A black teen started it several years back, and she does focus on YA I believe (not just fantasy). There's another that focuses on diverse female images, but I have to look for it. "BlackTeensRead2" might be someone for you to contact about your book before it comes out (for a review/feature).

I do think the black readership that's out there is used to books about white teens, and that's what a lot of them buy. So I do agree to an extent with JHenderson, as well (from experience), but there is a readership among Black folks/POC and White folks who have actively asked for more diversity in their reads. 
Branding yourself well will help. It worked for Zetta Elliot. She's done fairly well with her YA. I agree diverse MG books are an easier sell, and they're tons of fun to write, but YA can be tapped when the right eyes are aware of it.

ETA: Found the other one I was thinking of! There was a badge right on Reading In Color's page (BlackTeensRead2):
http://coloronline.blogspot.com/

It hasn't been updated since May of last year sadly.

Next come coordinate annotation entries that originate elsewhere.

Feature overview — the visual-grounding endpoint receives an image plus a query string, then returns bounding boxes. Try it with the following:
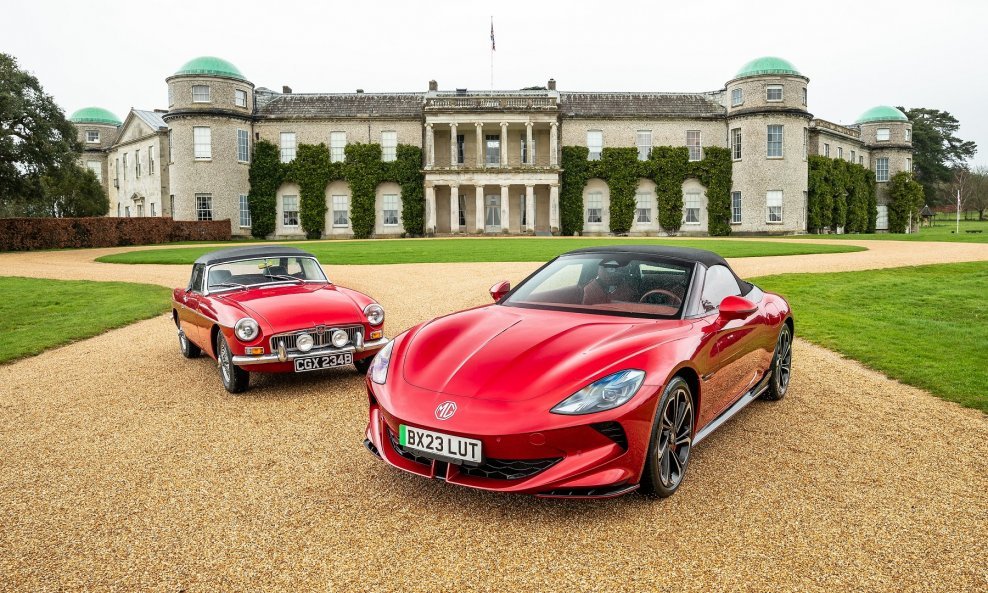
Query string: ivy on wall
[806,155,878,233]
[249,140,425,239]
[888,171,925,233]
[559,146,731,236]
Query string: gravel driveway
[0,242,988,592]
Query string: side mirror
[720,295,758,319]
[491,280,511,303]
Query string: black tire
[178,329,202,358]
[762,323,792,401]
[216,333,250,393]
[639,377,695,498]
[353,356,374,375]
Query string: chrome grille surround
[269,325,364,352]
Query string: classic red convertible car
[172,246,387,393]
[364,246,793,498]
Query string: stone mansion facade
[71,57,912,237]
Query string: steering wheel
[638,288,683,308]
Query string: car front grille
[271,325,364,352]
[388,429,563,480]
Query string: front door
[484,196,501,233]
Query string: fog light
[295,334,315,352]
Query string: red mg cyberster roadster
[172,246,387,393]
[364,246,793,498]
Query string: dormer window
[731,89,744,107]
[192,84,209,103]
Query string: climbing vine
[559,146,731,236]
[807,155,878,233]
[249,140,425,239]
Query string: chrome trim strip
[693,371,772,446]
[233,338,389,366]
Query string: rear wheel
[762,323,792,401]
[216,333,250,393]
[641,377,694,498]
[178,329,202,358]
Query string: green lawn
[756,262,988,412]
[0,277,170,364]
[787,215,988,243]
[97,237,863,265]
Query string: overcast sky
[7,0,988,165]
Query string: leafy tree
[888,171,923,233]
[899,107,978,204]
[39,163,110,217]
[0,53,82,211]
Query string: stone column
[473,122,484,165]
[425,181,436,233]
[525,122,535,166]
[501,121,508,166]
[549,122,559,165]
[524,184,535,233]
[549,183,559,232]
[425,124,436,169]
[501,184,511,231]
[449,185,460,233]
[449,122,459,169]
[474,185,484,233]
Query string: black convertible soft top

I'll keep looking for the old haunts for useful links.
If your book is a romance, this could be useful to you, as well: http://sormag.blogspot.com/
SorMag has been around for a long time. They have a solid readership.


----------



## CraigInOregon (Aug 6, 2010)

Barbie Hall said:


> I'm a new author on the board,  I've just recently found kboards and I was a lurker but decided to join because there's a lot of helpful topics. I've been working on my first real published novel and it's going to be YA. But lately I've noticed there's virtually zero main characters in YA that are minorities. Not just black but Asian, Hispanic, etc. Is there a reason for this? My main character is black but this book isn't "African-American Literature" it's a normal YA novel with a main character who happens to be black. Even on Amazon in the ya section I wasn't able to find one book with a minority as a main character. Why is this?


Barbie,

If current YA offerings lack sufficient diversity, then I'd just take that to mean we need more folks like you writing novels about their own experiences in YA!

I think in pre-indie days, one might have said there were barriers put up by the Big 6 publishers, who were afraid (for largely nonexistent reasons, I suspect) that if a series involved a lot of diversity, then it might not sell as well. Whatever... it was stupid thinking, I think, and often forced writers of different backgrounds to write books that fit "publisher's expectations" of what a book about Irish characters, or black characters, or Hispanic characters, or Native American characters, or whatever, had to be.

But hey! We're indies! There's no Big 6 to boss us around when we're on our own out here, so write exactly the novels that are in your heart to write! Don't play to tired industry-dictated stereotypes! Write the stories you want to write, the way you want to write them. Focus on the common truths, if you wish, rather than the cultural differences!

For my own part, my first novel (Most Likely) didn't have much diversity, but my second book, a novella (SHADA) had some Native Americans in the story. I tried to focus on them being a group of four girls, not on which ones were what background. They were all specific characters with specific lives. That kinda-sorta sounds like your approach, maybe... so perhaps we have that in common.

At any rate, whatever your approach, go for it!

Welcome to the indie fold. Write great stories! That's what counts. Be the change you wish to see!  That's the adventure we're all on.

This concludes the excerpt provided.